A Victoria Cross during the Battle of the Atlantic

Flight-Lieutenant David Hornell, VC
Photo: VAC

The Battle of the Atlantic was the longest battle of the Second World War, lasting from the war's first day to its last. It was a showdown between the Allies who were transporting desperately-needed troops and supplies from North America to Europe and the Germans who wanted to cut that supply line.

Canadians showed great courage during the Battle of the Atlantic. Flight-Lieutenant David Hornell of the Royal Canadian Air Force earned a Victoria Cross (the highest award for military valour a Canadian could earn) in 1944 for his actions while attacking a German submarine (called a U-boat). Hornell's plane was hit by anti-aircraft fire but he and his crew courageously kept up their attack and sank the enemy submarine. Hornell then had to land his damaged plane on the waves. The crew had to take turns sitting in the one undamaged lifeboat. Hornell encouraged his crew during the 21 hours it took for them to be rescued, but the crash and the ensuing exhaustion were too much and he died shortly after. His crew credited Hornell with saving their lives. When they were ready to give up he proved a selfless and caring leader.

War Art Then and Now

Italy - 1944 The Hitler Line - Charles Comfort
Source: 19710261-2203 Beaverbrook Collection of War Art © Canadian War Museum (CWM)

The extreme emotions of war are difficult to capture on paper or film, but journalists and photographers have worked hard to document Canada's efforts in conflicts over the years. During the Second World War, as had been done during the First World War, Canadian artists were also sent overseas to create works depicting the contributions of our men and women in uniform. This war art tradition has continued during Canada's efforts in Afghanistan …

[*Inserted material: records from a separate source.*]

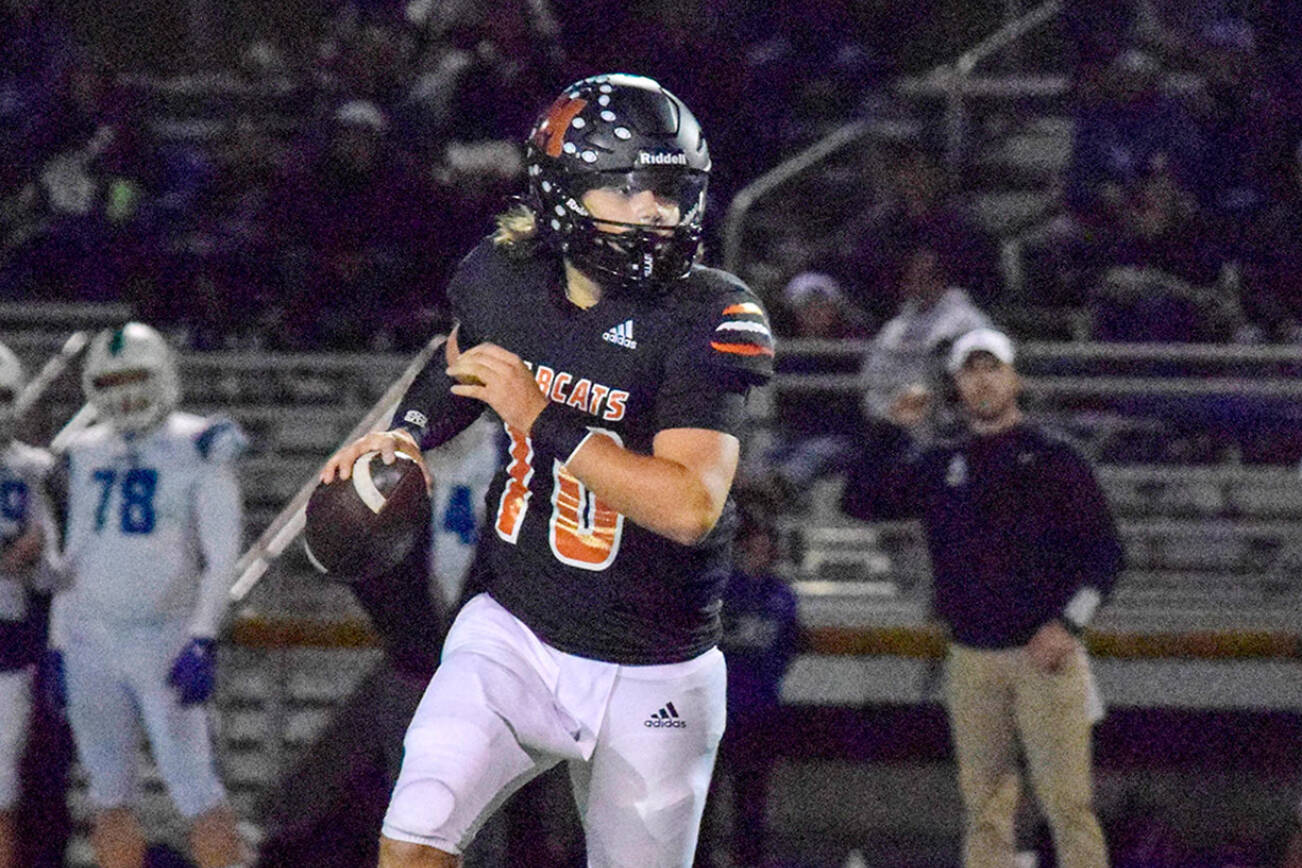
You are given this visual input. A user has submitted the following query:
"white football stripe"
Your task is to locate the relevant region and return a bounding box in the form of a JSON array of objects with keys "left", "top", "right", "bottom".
[
  {"left": 303, "top": 540, "right": 329, "bottom": 573},
  {"left": 715, "top": 320, "right": 772, "bottom": 337},
  {"left": 353, "top": 452, "right": 384, "bottom": 513}
]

Afghanistan - 2002 Armoured Fighting Vehicle on way to Tarnak Farm - Allan MacKay
Courtesy of Department of National Defence

A Long Time Far from Home

Private Jack Bernard, The British Columbia Regiment (Duke of Connaught's Own) (RCAC) saying goodbye to his wife, Bernice, and his five-year old son, Warren. New Westminster, B.C. 1940
Photo: Library and Archives Canada C-038723

Being away from home for years on end was a hard reality for many Canadians who served in the Second World War. Some men who had to leave their pregnant wives at the outbreak of the war in 1939 would not see their new sons or daughters until they returned at war's end in 1945. Imagine meeting your own child for the first time after being away from home for almost six years. That happily-expected baby would be in the first grade!

Trading Uniforms

The Boston Bruins' Bobby Bauer, Milt Schmidt and Woody Dumart.
Photo: Imperial Oil-Turofsky/Hockey Hall of Fame

Many National Hockey League players put their careers on hold during the Second World War to serve in the military. Most players, though, did not enlist as dramatically as Milt Schmidt, Woody Dumart and Bobby Bauer. The three forwards for the Boston Bruins' best line (ironically nicknamed the 'Kraut [German] Line' because of their German ancestry) hung up their skates and enlisted together in the Royal Canadian Air Force on the same day in 1942. The fans went wild!

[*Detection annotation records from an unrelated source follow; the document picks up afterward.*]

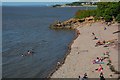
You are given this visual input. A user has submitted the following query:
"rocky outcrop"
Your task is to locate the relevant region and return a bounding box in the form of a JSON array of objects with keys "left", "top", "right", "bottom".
[{"left": 50, "top": 17, "right": 94, "bottom": 29}]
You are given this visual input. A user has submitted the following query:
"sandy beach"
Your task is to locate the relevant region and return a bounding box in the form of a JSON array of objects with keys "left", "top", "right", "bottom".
[{"left": 51, "top": 22, "right": 118, "bottom": 78}]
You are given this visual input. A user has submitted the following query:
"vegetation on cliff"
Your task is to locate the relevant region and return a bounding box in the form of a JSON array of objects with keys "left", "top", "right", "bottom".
[{"left": 75, "top": 2, "right": 120, "bottom": 22}]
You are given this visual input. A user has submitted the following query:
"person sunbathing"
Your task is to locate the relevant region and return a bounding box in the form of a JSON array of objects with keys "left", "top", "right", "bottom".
[
  {"left": 95, "top": 65, "right": 103, "bottom": 72},
  {"left": 93, "top": 57, "right": 104, "bottom": 64}
]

All three saw action overseas as aircrew. Fortunately they survived the war and returned to the NHL, but not before they had given up 3 1/2 years of their hockey careers to serve the cause of peace and freedom. The teammates quickly regrouped and helped the Bruins reach the Stanley Cup finals in 1946.

Enemy Spies in Canada

Poster: Loose Lips might Sink Ships

Canadians were warned in war posters like this one not to talk too freely in case an enemy spy might overhear.
Image: McGill Library Collection / WP2.D5.F1

German submarines brought the war to Canada's shores during the Second World War. In 1942 and again in 1944, U-boats slipped into the Gulf of St. Lawrence and the St. Lawrence River, looking for Allied targets. Ships were torpedoed less than 300 kilometres from Québec City.

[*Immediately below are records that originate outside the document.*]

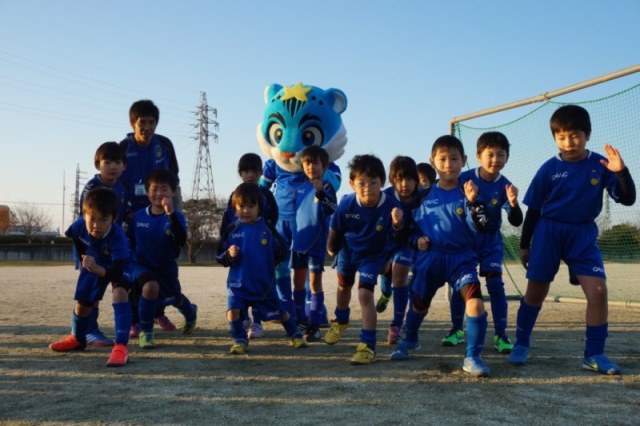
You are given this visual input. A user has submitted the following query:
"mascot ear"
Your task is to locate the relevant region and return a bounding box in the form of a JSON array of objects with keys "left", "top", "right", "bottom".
[
  {"left": 263, "top": 84, "right": 282, "bottom": 104},
  {"left": 327, "top": 89, "right": 347, "bottom": 114}
]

These U-boats did more than threaten our shipping. In November 1942, German spy Werner von Janowski was put ashore near New-Carlisle on Québec's Gaspé Peninsula. His unusual behaviour was quickly noticed in rural Quebec, however, and the police soon found and arrested him on a train to Montréal. In a scenario like something out of a spy movie, the German became a double agent who worked for the Allies instead.